С той ночи, положившей начало скрытой борьбе, которую вел против нас пока еще невидимый враг, надписи стали появляться все чаще и чаще. Поутру мы обнаруживали то на стене, то на щите, а то и на борту грузовика или на машинах огромные буквы с подтеками, выведенные дегтем, и казалось, их нарочно писали неряшливо, будто желая запугать нас и обезобразить строящийся город. Да и тон их становился все резче. Дошло до того, что появились надписи: «Не пора ли сжечь Калляж?» Еще немного — и дело обошлось бы без вопросов. Гуру пришел в ярость. Он усилил охрану, но, как истый дипломат, не уволил местных сторожей, а приставил к ним людей надежных, не связанных с этим краем. Создал он также бригаду смывщиков, которым выдали скребки и моющие средства, и они счищали всю эту пачкотню еще до того, как рабочие выйдут на стройку. Кроме того, Гуру намекал, что его «разведывательная служба» уже напала на след и что рано или поздно враг будет разоблачен. Может, это пастухи? Нет, он не думает, а если и так, то они лишь орудие в руках некоей тайной и мощной силы. Надо терпеливо распутать пока еще запутанный клубок. Его осведомители, заявлял он, этим и занимаются.
Впрочем, принятые меры вроде бы принесли свои плоды, так как бригада смывщиков работала лишь от случая к случаю. Но как только мы решили, что победа на нашей стороне, и притупили бдительность, сразу же все началось сначала. Опять настала «дегтярная» ночь. Дальше этого, однако, дело не пошло, и пока что о настоящем саботаже и речи не было. По всей видимости, наш неведомый враг, кто бы он ни был, опасался наносить решающие удары. Он действовал подобно назойливой мухе, которая докучает быку.
Любопытно, но больше всех, к моему удивлению, это докучало именно Дюрбену, а я-то полагал, что, увлеченный своими поистине великими замыслами, он должен был стоять выше мелких неприятностей.
— Что вы думаете по поводу этих угроз? — спрашивал он меня. — Что это значит?
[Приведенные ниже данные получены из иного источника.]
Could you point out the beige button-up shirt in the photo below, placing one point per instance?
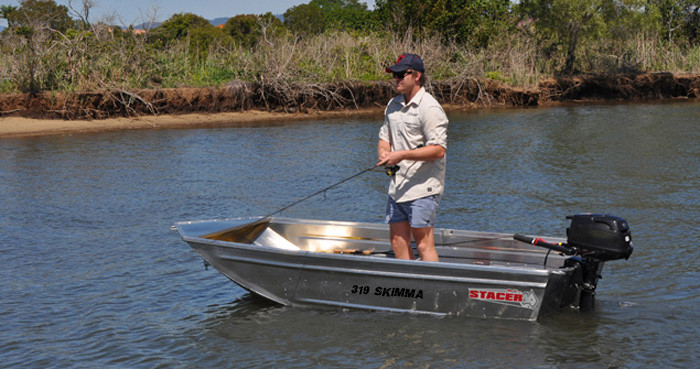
(421, 122)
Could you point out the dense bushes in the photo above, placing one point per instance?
(336, 40)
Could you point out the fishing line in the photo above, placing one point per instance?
(323, 191)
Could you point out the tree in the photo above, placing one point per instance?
(566, 22)
(5, 12)
(471, 21)
(405, 17)
(179, 26)
(305, 19)
(348, 15)
(248, 30)
(42, 13)
(677, 20)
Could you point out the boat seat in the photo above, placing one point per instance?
(271, 238)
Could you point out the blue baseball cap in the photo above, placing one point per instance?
(406, 62)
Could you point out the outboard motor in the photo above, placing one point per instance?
(597, 238)
(594, 239)
(603, 237)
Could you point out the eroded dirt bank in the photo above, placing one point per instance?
(345, 96)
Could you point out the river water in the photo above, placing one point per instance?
(92, 277)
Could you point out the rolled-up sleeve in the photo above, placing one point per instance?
(435, 126)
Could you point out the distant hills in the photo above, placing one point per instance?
(214, 22)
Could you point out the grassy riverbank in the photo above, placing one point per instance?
(511, 55)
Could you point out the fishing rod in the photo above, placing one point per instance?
(244, 231)
(321, 191)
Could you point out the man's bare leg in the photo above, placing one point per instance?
(400, 235)
(425, 241)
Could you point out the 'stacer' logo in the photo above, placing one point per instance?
(512, 297)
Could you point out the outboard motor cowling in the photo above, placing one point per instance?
(603, 237)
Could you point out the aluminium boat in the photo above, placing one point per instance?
(350, 265)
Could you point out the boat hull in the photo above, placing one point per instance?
(487, 286)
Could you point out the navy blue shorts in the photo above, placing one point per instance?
(420, 213)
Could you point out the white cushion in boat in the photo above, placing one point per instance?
(273, 239)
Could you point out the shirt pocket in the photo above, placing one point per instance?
(413, 126)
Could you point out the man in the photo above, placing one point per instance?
(414, 137)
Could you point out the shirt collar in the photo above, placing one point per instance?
(416, 99)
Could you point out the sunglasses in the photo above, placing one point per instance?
(401, 75)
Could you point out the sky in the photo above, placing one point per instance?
(138, 11)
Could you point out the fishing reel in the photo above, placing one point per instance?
(391, 171)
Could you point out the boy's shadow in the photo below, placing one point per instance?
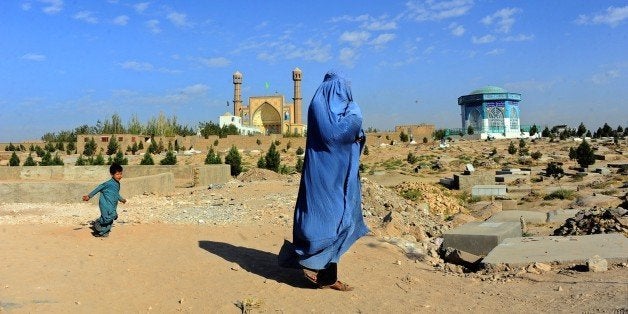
(255, 261)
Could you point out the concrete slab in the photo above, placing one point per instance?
(570, 249)
(480, 237)
(488, 190)
(515, 216)
(561, 215)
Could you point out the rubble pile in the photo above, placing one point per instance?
(438, 200)
(397, 216)
(596, 221)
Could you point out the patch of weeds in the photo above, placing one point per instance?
(560, 194)
(609, 192)
(578, 177)
(392, 164)
(410, 194)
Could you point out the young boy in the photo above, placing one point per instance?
(108, 201)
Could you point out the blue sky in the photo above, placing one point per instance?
(68, 63)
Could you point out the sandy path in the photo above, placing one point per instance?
(201, 269)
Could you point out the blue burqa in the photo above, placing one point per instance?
(328, 212)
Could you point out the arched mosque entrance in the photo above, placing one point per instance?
(267, 119)
(496, 120)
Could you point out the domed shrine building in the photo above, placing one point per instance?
(491, 112)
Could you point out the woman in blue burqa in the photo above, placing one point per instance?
(328, 212)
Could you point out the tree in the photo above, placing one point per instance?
(272, 158)
(29, 162)
(299, 165)
(212, 158)
(581, 130)
(147, 160)
(170, 159)
(80, 161)
(512, 149)
(584, 155)
(14, 160)
(99, 160)
(403, 136)
(113, 146)
(234, 159)
(120, 159)
(533, 130)
(90, 147)
(57, 161)
(261, 162)
(46, 159)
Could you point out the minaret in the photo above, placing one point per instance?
(296, 77)
(237, 94)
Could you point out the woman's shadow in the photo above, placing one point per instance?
(255, 261)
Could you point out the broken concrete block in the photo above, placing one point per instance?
(597, 264)
(480, 238)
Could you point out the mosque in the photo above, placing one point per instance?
(266, 114)
(492, 112)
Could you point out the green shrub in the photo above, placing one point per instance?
(560, 194)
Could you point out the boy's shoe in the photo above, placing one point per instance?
(98, 235)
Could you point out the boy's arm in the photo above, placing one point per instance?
(94, 192)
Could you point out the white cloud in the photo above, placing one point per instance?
(456, 29)
(435, 10)
(121, 20)
(153, 25)
(348, 56)
(606, 77)
(503, 19)
(379, 25)
(520, 37)
(382, 39)
(612, 17)
(141, 7)
(497, 51)
(52, 6)
(137, 66)
(348, 18)
(178, 19)
(356, 38)
(34, 57)
(197, 89)
(219, 62)
(483, 40)
(86, 16)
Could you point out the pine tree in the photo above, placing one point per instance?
(29, 162)
(212, 158)
(584, 155)
(113, 146)
(234, 159)
(272, 158)
(120, 159)
(99, 160)
(170, 159)
(90, 147)
(57, 161)
(14, 160)
(147, 160)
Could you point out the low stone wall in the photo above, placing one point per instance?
(71, 192)
(62, 184)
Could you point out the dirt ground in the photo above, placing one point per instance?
(165, 266)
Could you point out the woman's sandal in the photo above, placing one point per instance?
(338, 285)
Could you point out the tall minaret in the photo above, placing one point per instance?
(296, 77)
(237, 94)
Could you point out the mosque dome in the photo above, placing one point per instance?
(489, 90)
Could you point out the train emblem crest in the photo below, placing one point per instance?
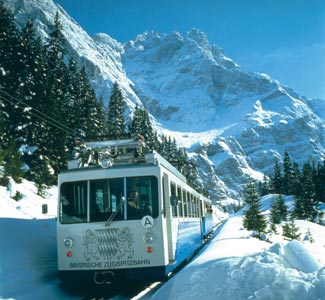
(108, 244)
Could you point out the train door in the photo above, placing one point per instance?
(167, 220)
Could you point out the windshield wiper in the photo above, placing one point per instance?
(113, 215)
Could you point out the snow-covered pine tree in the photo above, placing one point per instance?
(10, 68)
(141, 125)
(306, 202)
(287, 174)
(276, 181)
(253, 218)
(290, 230)
(58, 105)
(115, 116)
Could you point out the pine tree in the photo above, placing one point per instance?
(264, 186)
(279, 210)
(10, 69)
(253, 218)
(277, 179)
(58, 102)
(320, 182)
(115, 120)
(287, 174)
(290, 230)
(141, 126)
(306, 202)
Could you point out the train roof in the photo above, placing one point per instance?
(109, 153)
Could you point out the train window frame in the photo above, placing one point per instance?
(179, 201)
(74, 207)
(173, 199)
(104, 189)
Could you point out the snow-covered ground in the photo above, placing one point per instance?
(233, 266)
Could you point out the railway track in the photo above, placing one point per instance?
(142, 291)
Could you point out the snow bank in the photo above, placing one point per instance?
(233, 266)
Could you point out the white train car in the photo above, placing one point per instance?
(125, 213)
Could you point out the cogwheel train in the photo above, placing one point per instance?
(126, 213)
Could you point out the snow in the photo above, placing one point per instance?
(233, 266)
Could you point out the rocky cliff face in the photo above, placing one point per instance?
(233, 122)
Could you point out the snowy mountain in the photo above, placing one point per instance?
(233, 122)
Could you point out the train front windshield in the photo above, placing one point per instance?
(115, 199)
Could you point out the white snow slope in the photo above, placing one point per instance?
(236, 124)
(233, 266)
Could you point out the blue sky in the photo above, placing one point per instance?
(283, 38)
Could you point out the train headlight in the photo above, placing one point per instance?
(148, 238)
(68, 242)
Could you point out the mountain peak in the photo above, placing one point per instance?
(198, 36)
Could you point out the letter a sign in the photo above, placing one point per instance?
(147, 222)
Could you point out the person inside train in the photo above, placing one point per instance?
(136, 208)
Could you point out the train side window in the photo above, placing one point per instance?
(188, 204)
(173, 199)
(105, 199)
(142, 197)
(73, 202)
(179, 201)
(184, 204)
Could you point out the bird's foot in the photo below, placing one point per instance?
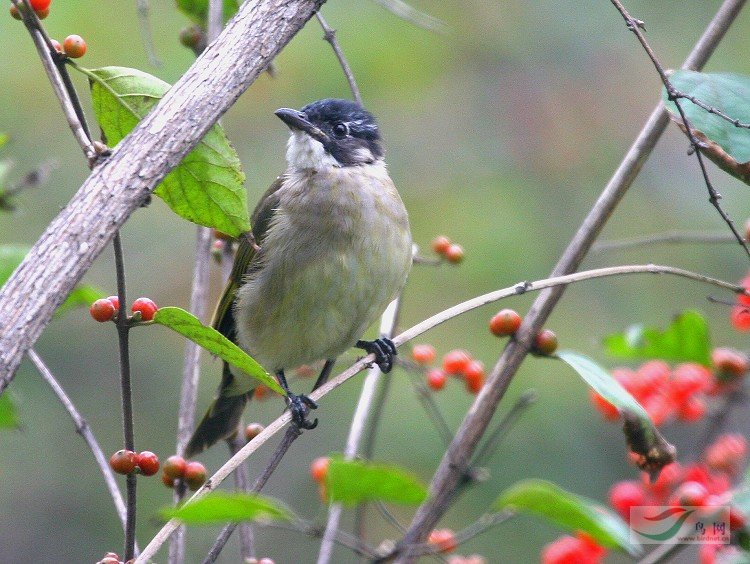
(300, 406)
(384, 351)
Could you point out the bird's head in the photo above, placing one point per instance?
(331, 132)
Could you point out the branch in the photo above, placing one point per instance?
(521, 288)
(72, 241)
(449, 472)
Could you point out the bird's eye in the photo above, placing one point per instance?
(340, 130)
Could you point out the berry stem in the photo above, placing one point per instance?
(123, 338)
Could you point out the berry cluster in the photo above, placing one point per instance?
(447, 249)
(457, 362)
(105, 309)
(127, 461)
(580, 549)
(680, 393)
(193, 473)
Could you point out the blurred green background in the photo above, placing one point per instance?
(500, 135)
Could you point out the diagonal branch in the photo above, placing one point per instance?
(71, 242)
(474, 425)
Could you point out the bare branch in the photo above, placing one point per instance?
(520, 288)
(474, 425)
(71, 242)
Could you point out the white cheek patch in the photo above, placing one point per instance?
(305, 152)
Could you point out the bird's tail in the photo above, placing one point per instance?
(222, 418)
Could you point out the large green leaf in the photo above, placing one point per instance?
(728, 146)
(222, 507)
(83, 294)
(642, 436)
(207, 186)
(8, 415)
(197, 10)
(570, 511)
(685, 340)
(353, 481)
(187, 325)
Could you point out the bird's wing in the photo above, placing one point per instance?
(261, 219)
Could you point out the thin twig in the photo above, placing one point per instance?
(83, 429)
(523, 287)
(449, 472)
(330, 36)
(123, 339)
(667, 237)
(362, 413)
(406, 12)
(144, 23)
(636, 26)
(292, 433)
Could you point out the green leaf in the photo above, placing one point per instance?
(642, 436)
(572, 512)
(12, 255)
(207, 186)
(187, 325)
(222, 507)
(197, 10)
(8, 416)
(728, 146)
(685, 340)
(353, 481)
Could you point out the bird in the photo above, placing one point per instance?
(330, 247)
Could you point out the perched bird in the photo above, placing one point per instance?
(330, 248)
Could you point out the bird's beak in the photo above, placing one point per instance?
(298, 120)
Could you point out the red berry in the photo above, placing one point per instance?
(147, 308)
(174, 467)
(195, 475)
(123, 461)
(624, 495)
(436, 379)
(167, 480)
(319, 468)
(148, 462)
(456, 361)
(440, 244)
(454, 253)
(608, 411)
(567, 550)
(423, 354)
(729, 364)
(474, 376)
(102, 310)
(545, 342)
(740, 318)
(253, 430)
(692, 410)
(505, 322)
(74, 46)
(692, 494)
(443, 539)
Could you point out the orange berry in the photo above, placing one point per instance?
(456, 361)
(319, 468)
(423, 354)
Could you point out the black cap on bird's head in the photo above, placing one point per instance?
(346, 130)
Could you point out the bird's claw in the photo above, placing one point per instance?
(300, 406)
(384, 351)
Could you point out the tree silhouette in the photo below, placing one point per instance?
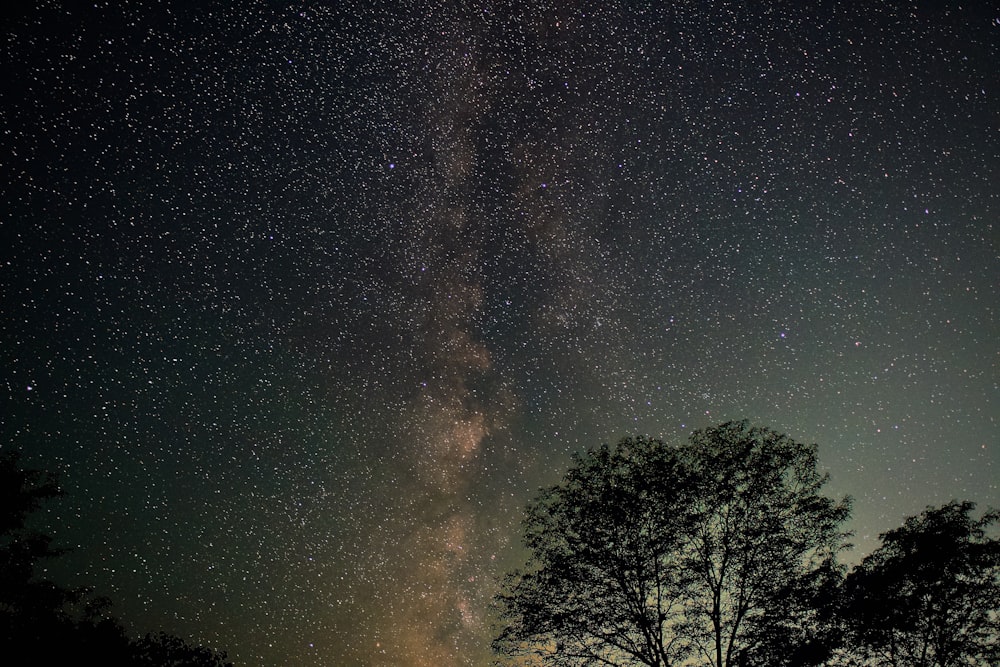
(930, 595)
(720, 552)
(42, 623)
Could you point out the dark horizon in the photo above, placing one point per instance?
(304, 304)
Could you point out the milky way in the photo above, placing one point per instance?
(304, 303)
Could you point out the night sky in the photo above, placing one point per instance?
(304, 303)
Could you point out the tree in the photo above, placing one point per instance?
(929, 596)
(716, 552)
(44, 623)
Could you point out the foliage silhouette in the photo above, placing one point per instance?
(721, 551)
(930, 595)
(44, 623)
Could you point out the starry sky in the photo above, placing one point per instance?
(304, 301)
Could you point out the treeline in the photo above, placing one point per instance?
(724, 551)
(43, 623)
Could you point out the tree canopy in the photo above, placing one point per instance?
(720, 551)
(930, 595)
(43, 623)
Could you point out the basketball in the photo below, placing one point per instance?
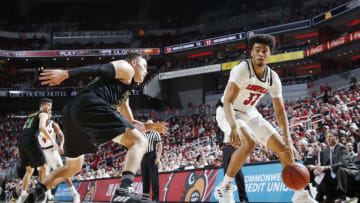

Откуда идет?
— Думаю, из болотного края. Возможно, это пастухи. Во всяком случае, я так считаю. Тогда ночью я наткнулся на трех таких пачкунов, они удрали на лошадях.
— Пастухи? Но им-то что надо?
— Все дело, конечно, в пастбищах. Они настоящие фанатики. Им на все наплевать, кроме скота.
— А у меня складывается впечатление, что это более серьезно, что кто-то настроен против самого Калляжа. Но опять-таки почему? Эти люди живут в нищете. Вы же видели их фермы на болотах. Знаете, Какой у них средний годовой доход? Я прочитал «Историю Юга» и ознакомился со статистическими данными: одна десятая часть того, что зарабатывает рабочий в столице. Они протестуют с полным основанием и испокон веков посылают в парламент депутатов, входящих в оппозицию, которые, кстати, играют роль оппозиции внутри оппозиции! Да это и понятно, потому что с этими людьми никто не считается. Но сейчас все может измениться, все изменится для них.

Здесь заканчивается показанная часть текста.